The giant head modeled after the opener stood a little to the west of the Green Glass Castle. Olmy could not tell whether the head was actually organic material—human flesh—or not. It looked more like stone, though the eye was very expressive.

  From this angle, he could not see the huge figure standing in the door of the castle; that side was turned away from the Redoubt. Nothing that he saw contradicted what Plass and Enoch had told him. He could not share the cheerful nihilism of the twins. Nevertheless, nothing that he saw could be fit into any philosophy or web of physical laws he had ever encountered. If there was a mind here, it was incomprehensibly different—perhaps no mind at all.

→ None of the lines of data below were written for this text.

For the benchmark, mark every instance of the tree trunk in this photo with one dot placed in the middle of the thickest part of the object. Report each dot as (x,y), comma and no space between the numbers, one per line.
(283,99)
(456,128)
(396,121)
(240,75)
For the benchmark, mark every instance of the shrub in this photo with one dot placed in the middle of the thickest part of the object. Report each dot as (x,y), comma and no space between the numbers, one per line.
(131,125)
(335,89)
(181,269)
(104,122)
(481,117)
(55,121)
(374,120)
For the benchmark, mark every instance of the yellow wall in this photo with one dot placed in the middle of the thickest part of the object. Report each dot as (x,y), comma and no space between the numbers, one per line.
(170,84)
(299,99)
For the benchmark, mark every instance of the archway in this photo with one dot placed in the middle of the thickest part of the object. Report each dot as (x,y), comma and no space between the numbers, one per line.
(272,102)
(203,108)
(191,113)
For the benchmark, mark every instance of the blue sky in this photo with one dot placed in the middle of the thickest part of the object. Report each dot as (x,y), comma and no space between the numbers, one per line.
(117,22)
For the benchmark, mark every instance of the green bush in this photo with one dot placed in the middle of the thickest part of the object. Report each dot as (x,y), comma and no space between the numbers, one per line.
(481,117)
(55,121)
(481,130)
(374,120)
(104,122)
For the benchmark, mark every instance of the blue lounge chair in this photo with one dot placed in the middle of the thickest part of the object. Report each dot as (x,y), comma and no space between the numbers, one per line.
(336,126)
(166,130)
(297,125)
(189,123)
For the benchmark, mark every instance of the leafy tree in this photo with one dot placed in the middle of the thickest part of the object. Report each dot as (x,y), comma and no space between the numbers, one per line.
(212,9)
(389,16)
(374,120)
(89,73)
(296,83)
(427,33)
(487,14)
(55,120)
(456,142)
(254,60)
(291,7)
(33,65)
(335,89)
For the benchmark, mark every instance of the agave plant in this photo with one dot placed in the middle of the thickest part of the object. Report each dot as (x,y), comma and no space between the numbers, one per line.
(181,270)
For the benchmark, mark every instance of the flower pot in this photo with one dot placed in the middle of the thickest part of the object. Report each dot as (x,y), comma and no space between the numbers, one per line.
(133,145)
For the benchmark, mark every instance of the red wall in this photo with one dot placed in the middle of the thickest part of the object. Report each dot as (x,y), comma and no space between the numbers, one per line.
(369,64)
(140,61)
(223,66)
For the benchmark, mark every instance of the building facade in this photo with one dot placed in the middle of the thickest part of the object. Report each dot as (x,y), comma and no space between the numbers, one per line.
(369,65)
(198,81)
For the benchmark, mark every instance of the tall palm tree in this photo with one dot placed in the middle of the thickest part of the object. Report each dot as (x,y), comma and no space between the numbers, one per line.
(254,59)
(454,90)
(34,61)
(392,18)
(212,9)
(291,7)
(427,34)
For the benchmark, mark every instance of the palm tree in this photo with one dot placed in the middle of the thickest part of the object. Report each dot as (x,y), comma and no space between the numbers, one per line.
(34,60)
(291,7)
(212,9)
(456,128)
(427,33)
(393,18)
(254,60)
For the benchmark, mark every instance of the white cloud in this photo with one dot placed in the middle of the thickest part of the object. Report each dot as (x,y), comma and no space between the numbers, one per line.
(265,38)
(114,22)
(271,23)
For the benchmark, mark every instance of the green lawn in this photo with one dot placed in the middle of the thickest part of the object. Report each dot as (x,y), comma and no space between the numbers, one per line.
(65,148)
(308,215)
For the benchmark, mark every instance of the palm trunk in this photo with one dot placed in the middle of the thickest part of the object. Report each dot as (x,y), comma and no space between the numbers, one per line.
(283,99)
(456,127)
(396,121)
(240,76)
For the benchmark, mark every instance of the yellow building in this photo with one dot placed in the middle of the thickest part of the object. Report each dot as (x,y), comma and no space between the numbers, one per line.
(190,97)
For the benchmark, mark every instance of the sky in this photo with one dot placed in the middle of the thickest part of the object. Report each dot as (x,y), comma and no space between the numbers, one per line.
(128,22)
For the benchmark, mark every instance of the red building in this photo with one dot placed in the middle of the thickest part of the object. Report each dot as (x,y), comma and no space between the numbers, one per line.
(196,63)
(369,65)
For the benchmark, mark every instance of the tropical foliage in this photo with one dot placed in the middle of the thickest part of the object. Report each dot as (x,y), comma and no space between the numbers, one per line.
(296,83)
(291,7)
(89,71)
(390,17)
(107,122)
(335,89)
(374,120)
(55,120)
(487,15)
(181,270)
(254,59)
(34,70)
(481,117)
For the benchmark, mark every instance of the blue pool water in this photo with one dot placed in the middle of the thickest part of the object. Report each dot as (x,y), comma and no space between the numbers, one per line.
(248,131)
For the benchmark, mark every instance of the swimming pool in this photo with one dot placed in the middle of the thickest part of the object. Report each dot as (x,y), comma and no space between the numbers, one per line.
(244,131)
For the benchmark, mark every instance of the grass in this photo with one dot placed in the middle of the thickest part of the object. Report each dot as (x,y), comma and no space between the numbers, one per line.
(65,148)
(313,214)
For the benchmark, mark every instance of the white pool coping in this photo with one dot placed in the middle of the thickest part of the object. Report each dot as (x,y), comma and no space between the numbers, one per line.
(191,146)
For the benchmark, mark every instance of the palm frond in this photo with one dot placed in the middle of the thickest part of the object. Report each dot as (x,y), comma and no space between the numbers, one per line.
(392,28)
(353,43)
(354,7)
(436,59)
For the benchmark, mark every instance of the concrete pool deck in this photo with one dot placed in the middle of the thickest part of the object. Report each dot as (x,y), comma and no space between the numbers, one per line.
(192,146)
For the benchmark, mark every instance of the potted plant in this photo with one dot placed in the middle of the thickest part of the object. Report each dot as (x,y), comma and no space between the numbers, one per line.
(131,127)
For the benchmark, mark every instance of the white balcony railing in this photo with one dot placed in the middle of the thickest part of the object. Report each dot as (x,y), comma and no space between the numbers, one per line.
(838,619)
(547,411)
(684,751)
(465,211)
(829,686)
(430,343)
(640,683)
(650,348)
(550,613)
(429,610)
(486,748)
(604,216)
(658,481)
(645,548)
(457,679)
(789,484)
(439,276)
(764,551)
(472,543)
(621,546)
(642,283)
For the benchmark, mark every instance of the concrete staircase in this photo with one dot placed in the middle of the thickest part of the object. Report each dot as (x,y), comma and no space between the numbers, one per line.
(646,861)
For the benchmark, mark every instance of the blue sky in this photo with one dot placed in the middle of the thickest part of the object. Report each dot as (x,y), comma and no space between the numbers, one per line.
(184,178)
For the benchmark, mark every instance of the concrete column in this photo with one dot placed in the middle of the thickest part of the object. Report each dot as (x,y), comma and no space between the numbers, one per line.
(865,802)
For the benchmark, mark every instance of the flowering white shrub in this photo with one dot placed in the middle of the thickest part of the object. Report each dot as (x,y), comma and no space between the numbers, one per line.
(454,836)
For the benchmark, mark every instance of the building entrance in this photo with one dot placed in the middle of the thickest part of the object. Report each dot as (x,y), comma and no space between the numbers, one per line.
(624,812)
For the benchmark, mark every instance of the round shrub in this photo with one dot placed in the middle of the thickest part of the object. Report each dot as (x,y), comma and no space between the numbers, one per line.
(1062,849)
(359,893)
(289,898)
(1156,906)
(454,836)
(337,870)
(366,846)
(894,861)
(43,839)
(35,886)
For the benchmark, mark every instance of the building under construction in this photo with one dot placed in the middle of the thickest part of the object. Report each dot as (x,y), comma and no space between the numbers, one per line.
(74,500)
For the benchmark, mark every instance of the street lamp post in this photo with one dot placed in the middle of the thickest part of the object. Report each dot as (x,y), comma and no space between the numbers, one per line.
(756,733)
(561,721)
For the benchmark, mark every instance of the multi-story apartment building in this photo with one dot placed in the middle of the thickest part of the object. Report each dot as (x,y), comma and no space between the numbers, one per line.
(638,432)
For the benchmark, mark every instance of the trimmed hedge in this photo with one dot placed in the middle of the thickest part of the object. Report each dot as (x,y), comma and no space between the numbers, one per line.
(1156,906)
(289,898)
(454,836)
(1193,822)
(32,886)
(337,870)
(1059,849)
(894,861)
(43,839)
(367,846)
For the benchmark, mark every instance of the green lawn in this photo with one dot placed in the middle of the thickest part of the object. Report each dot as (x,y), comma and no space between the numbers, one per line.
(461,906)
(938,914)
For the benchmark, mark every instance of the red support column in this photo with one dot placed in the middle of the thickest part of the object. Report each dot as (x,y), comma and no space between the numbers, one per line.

  Still, he tried to find some pattern, some plan to the Night Land. A rationale. He could not.

  Just before the tallest hills stood growths like the tangled roots of upended trees, leafless, barren, dozens of meters high and stretching in ugly, twisted forests several kilometers across. A kind of pathway reached from the northern wall of the Redoubt, through the demarcation, into a tortured terrain of what looked like huge strands of melted and drawn glass, and to the east of the castle. It dropped over a closer hill and he could not see where it terminated.

  The atmosphere around the Redoubt was remarkably clear, though columns of twisted mist rose around the Night Land. Before a wall of blue haze at some fifty kilometers distance, everything stood out with complete clarity.

  Olmy turned away at a knock on his door. Plass entered, wearing a look of contentment that seemed ready to burst into enthusiasm. “Now do you doubt me?”

  “I doubt everything,” Olmy said. “I’d just as soon believe we’ve been captured and are being fed delusions.”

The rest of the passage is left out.